Les pigistes, cette confrérie toute féminine

Je célèbre cette semaine mes quatre ans de pige. Je regarde le petit empire que je me suis construit et c’est un cas de high five dans le miroir. Depuis mon entrée sur le marché du travail il y a exactement 20 ans, c’est mon record de longévité dans une job. Ça doit bien vouloir dire que j’ai enfin trouvé ma voie (après vous avoir fait subir ma voix).

La pige m’a appris un tas de choses, tant sur le métier que sur mes limites à moi (qui sont, à mon grand étonnement, pas mal plus élastiques que ce que je croyais). Grâce à la pige, j’ai fait des rencontres extraordinaires, j’ai travaillé sur des projets trippants et variés, je me suis débarrassée d’un tas d’idées préconçues. Mais ce qui m’impressionne le plus, c’est la drive toute féminine qui anime ce nomadisme professionnel.
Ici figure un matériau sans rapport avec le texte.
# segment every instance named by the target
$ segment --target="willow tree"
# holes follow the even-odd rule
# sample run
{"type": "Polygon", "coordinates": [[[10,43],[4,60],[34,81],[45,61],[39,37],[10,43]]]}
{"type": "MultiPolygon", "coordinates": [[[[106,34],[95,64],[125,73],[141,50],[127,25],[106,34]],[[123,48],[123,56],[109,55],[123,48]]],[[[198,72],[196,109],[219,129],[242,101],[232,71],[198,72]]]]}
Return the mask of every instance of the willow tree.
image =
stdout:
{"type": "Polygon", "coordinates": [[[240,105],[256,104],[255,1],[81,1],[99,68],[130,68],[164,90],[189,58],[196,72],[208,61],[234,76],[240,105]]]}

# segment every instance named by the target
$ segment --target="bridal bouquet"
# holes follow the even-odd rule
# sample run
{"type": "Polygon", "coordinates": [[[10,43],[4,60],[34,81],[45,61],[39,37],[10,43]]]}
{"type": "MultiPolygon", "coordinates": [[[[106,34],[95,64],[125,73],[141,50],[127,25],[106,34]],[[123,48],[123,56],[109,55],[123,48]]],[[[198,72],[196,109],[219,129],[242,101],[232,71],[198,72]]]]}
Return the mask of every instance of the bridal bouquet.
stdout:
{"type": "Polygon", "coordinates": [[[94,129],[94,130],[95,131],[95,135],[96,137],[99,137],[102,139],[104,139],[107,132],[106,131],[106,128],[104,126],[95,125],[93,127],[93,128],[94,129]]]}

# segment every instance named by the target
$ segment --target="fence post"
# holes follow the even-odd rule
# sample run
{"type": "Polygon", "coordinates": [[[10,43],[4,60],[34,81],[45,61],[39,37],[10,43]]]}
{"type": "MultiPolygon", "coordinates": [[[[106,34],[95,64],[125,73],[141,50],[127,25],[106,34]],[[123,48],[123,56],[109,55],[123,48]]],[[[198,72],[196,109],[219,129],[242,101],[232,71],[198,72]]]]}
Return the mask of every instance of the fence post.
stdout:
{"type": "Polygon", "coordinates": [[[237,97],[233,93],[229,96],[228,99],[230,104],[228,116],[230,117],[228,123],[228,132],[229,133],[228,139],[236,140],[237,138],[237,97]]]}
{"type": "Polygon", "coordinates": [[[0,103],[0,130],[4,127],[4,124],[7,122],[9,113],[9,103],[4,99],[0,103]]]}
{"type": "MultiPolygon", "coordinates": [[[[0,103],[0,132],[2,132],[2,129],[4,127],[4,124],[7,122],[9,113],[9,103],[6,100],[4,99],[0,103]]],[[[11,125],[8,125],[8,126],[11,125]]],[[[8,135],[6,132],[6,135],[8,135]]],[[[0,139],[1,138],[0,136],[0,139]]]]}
Parce que oui, les pigistes en pub sont majoritairement des femmes, toutes disciplines confondues. Des service-conseils, des productrices, des créatives. Des femmes qui osent, qui ont du cœur au ventre, qui ont choisi la liberté professionnelle avec tout ce que ça implique de folie et de risques, qui sont immensément compétentes et qui se tiennent. Ce dernier point est important. À une époque où l’on tente de nous faire croire que les femmes qui réussissent doivent nécessairement bouffer leurs concurrentes tout rond, moi, ce que je constate, c’est plutôt la force du réseau et l’entraide.

Et j’imagine que parce que je parle fort, parce que je travaille partout, parce que je prends beaucoup de ma place, parce que j’aime le monde, je suis devenue une ressource pour les autres pigistes. Les taxes, la gestion des projets et du temps, le taux horaire, la peur de se lancer, les clients qui ne paient pas : on me consulte régulièrement, de manière informelle, pour savoir comment faire. Exactement comme quand j’ai moi-même profité des judicieux conseils de pigistes aguerries en 2014, quand j’ai envoyé valser la stabilité en même temps que Maurice.

Jamais je ne les vois comme des concurrentes. Jamais je ne sens qu’elles vont m’enlever des mandats. Jamais je n’hésite à les conseiller. D’une part, je sens que l’industrie glisse doucement vers un modèle léger, agile, où la pige prend de plus en plus de place. D’autre part, je trouve que c’est beau, toutes ces femmes qui songent à foncer, à déployer leurs ailes et à devenir des mini-entreprises garantes de leur propre succès.

La pige a bien raison d’être un nom féminin. Faut être fait solide pour s’accommoder de ce mode de vie au rythme souvent effréné. Et y’a rien de plus fort que les femmes.